In this model, two damage variables, one for tensile damage and the other for compressive damage, are defined independently, and each variable is factorized into the effective-stress response and stiffness degradation response parts. Considering a uniaxial tensile or compressive stress state, the state variable $$\chi \in [c,t]$$ is introduced. The state is uniaxial tensile for $$\chi = t$$ and uniaxial compressive for $$\chi = c$$.

The stress is assumed to be determined by the plastic strain.

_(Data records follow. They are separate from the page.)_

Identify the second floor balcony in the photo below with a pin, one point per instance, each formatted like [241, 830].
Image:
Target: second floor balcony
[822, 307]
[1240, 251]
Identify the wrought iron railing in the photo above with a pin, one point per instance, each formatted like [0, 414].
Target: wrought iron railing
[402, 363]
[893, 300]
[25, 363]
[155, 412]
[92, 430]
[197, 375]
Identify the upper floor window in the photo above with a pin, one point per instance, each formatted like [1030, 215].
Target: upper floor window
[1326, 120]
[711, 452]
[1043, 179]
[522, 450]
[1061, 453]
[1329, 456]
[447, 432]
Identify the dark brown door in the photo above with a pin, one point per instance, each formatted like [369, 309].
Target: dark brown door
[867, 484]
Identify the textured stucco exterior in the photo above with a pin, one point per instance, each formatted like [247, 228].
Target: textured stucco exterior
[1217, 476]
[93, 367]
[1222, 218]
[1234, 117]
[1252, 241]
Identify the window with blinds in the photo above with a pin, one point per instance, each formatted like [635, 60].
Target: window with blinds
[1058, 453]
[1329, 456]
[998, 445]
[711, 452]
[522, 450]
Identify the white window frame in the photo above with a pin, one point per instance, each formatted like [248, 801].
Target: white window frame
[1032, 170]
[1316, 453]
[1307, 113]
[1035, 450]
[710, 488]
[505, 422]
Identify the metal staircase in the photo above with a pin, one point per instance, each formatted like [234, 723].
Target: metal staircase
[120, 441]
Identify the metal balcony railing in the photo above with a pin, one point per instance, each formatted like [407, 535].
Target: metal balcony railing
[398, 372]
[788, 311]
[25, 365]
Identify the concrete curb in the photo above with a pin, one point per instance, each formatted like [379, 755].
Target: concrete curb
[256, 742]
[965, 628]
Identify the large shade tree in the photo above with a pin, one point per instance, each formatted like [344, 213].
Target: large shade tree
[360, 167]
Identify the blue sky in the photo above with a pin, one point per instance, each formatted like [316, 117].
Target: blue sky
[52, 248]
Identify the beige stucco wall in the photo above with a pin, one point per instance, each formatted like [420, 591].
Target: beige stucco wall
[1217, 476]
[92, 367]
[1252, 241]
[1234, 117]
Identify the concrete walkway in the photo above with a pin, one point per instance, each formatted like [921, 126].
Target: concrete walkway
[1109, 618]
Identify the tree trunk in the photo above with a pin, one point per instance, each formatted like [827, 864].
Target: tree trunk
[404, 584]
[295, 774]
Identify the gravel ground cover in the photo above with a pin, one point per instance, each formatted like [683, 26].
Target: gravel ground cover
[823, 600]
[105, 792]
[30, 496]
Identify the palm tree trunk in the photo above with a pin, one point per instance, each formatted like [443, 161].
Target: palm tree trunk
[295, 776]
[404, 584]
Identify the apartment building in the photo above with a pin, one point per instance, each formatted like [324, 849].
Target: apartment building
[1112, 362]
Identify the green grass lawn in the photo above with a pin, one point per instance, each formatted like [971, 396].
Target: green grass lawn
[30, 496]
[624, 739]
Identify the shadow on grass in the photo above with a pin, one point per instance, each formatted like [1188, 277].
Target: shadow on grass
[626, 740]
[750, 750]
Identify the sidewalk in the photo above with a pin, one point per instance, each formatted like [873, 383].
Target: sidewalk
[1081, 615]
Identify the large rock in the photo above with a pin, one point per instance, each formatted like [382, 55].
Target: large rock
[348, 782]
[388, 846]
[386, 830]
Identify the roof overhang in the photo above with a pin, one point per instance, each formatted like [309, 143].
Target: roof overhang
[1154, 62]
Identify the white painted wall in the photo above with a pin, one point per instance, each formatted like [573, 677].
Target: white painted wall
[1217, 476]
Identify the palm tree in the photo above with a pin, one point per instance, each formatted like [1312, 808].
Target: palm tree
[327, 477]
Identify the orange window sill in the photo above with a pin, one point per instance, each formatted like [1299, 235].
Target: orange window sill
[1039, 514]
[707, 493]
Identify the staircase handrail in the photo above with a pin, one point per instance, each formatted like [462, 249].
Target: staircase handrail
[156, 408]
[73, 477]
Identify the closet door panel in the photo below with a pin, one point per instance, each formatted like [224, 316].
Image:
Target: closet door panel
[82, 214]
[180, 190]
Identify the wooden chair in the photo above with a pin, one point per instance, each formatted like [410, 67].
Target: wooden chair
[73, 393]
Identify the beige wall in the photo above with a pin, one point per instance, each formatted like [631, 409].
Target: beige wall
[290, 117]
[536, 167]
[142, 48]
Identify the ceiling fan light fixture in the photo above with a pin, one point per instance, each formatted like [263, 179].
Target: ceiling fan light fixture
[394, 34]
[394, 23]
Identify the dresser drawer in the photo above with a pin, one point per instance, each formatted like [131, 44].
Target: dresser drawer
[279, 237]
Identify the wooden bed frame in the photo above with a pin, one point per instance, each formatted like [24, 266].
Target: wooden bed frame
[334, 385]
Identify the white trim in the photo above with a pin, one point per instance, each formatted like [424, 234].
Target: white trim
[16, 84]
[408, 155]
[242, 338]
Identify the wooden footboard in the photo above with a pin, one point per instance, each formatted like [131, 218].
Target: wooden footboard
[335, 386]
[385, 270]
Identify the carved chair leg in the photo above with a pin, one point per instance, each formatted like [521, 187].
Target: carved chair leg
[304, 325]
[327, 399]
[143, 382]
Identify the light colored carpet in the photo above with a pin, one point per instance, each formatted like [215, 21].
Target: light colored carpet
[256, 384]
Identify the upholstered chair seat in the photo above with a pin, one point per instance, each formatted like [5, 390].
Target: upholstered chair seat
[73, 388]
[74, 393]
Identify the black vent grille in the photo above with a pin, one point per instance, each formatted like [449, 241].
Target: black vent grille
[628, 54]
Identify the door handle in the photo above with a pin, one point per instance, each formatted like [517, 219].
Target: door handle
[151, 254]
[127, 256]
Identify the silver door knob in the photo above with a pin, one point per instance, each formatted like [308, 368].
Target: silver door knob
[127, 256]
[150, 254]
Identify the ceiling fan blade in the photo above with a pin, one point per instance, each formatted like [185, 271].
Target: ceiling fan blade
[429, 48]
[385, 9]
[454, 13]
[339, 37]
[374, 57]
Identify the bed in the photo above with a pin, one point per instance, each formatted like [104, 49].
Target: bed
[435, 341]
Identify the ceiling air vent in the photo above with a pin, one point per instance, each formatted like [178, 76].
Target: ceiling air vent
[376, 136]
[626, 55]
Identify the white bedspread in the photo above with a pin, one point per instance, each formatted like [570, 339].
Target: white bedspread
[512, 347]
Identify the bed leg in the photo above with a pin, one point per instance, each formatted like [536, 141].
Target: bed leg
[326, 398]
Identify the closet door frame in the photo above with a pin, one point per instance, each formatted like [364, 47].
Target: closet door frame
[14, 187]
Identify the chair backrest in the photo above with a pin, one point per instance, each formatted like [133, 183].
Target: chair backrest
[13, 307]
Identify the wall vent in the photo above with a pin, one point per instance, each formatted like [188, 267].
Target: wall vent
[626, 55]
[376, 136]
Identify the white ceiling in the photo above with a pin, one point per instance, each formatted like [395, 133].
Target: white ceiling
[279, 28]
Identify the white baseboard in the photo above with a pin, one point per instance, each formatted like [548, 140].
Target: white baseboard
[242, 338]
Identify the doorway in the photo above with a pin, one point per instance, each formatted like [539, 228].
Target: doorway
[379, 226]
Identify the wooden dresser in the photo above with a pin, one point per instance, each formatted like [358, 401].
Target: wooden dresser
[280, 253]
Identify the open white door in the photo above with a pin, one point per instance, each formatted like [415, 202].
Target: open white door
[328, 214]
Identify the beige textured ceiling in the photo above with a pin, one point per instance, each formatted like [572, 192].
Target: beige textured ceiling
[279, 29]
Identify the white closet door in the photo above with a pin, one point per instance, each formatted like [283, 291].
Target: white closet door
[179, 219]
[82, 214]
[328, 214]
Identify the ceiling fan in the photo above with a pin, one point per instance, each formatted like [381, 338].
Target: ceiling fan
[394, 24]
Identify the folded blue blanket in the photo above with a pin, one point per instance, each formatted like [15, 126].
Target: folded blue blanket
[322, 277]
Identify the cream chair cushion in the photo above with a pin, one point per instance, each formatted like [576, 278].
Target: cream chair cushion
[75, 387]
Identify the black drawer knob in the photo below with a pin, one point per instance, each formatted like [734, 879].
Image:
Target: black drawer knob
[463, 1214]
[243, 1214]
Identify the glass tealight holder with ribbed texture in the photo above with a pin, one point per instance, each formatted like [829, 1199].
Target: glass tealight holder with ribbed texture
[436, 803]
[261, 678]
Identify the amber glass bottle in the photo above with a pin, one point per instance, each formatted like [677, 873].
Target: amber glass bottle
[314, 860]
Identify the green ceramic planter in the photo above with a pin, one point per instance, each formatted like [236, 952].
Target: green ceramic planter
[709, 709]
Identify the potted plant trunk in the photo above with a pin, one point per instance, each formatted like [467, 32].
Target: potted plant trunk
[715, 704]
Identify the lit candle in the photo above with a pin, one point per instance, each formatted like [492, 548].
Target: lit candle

The relation between the uniaxial stress, denoted by $$\sigma_{\chi}$$, and the corresponding scalar plastic strain, denoted by $$\epsilon_{\chi}^p$$, is assumed as

(3)$\sigma_{\chi} = f_{\chi 0} \left[(1+a_{\chi}) \exp{(-b_{\chi} \epsilon_{\chi}^p)} - a_{\chi} \exp{(-2b_{\chi} \epsilon_{\chi}^p)} \right]$

where $$a_{\chi}$$ and $$b_{\chi}$$ are positive material constants to be determined, and $$f_{\chi 0}$$ is the initial yield stress without damage.

Suppose that we have available experimentally derived stress-strain diagrams in uniaxial tension and compression (top ones in Figure 1 & 2), and that these can be converted into $$\sigma_{\chi}$$-$$\epsilon_{\chi}^p$$ curves (bottom ones in Figure 1 & 2). Assume that the area under these curves are infinite and equal to $$g_{\chi}$$, define

(4)$\kappa_{\chi} = \frac{1}{g_{\chi}} \int_{0}^{\epsilon_{\chi}^p} {\sigma_{\chi} \, d \epsilon_{\chi}^p}$

where apparently $$0 \le \kappa_{\chi} \le 1$$. Stress in terms of $$\epsilon_{\chi}^p$$, or $$\sigma_{\chi} = f(\epsilon_{\chi}^p)$$, can rewritten (Lublinear et al, 1989) in terms of $$\kappa_{\chi}$$, or

(5)$\sigma_{\chi} = f(\kappa_{\chi}) = \frac{f_{\chi 0}}{a_{\chi}} \left[ (1 + a_{\chi}) \sqrt{\phi(\kappa_{\chi})} - \phi(\kappa_{\chi}) \right]$

where $$\phi(\kappa_{\chi}) = 1 + a_{\chi}(2 + a_{\chi}) \kappa_{\chi}$$.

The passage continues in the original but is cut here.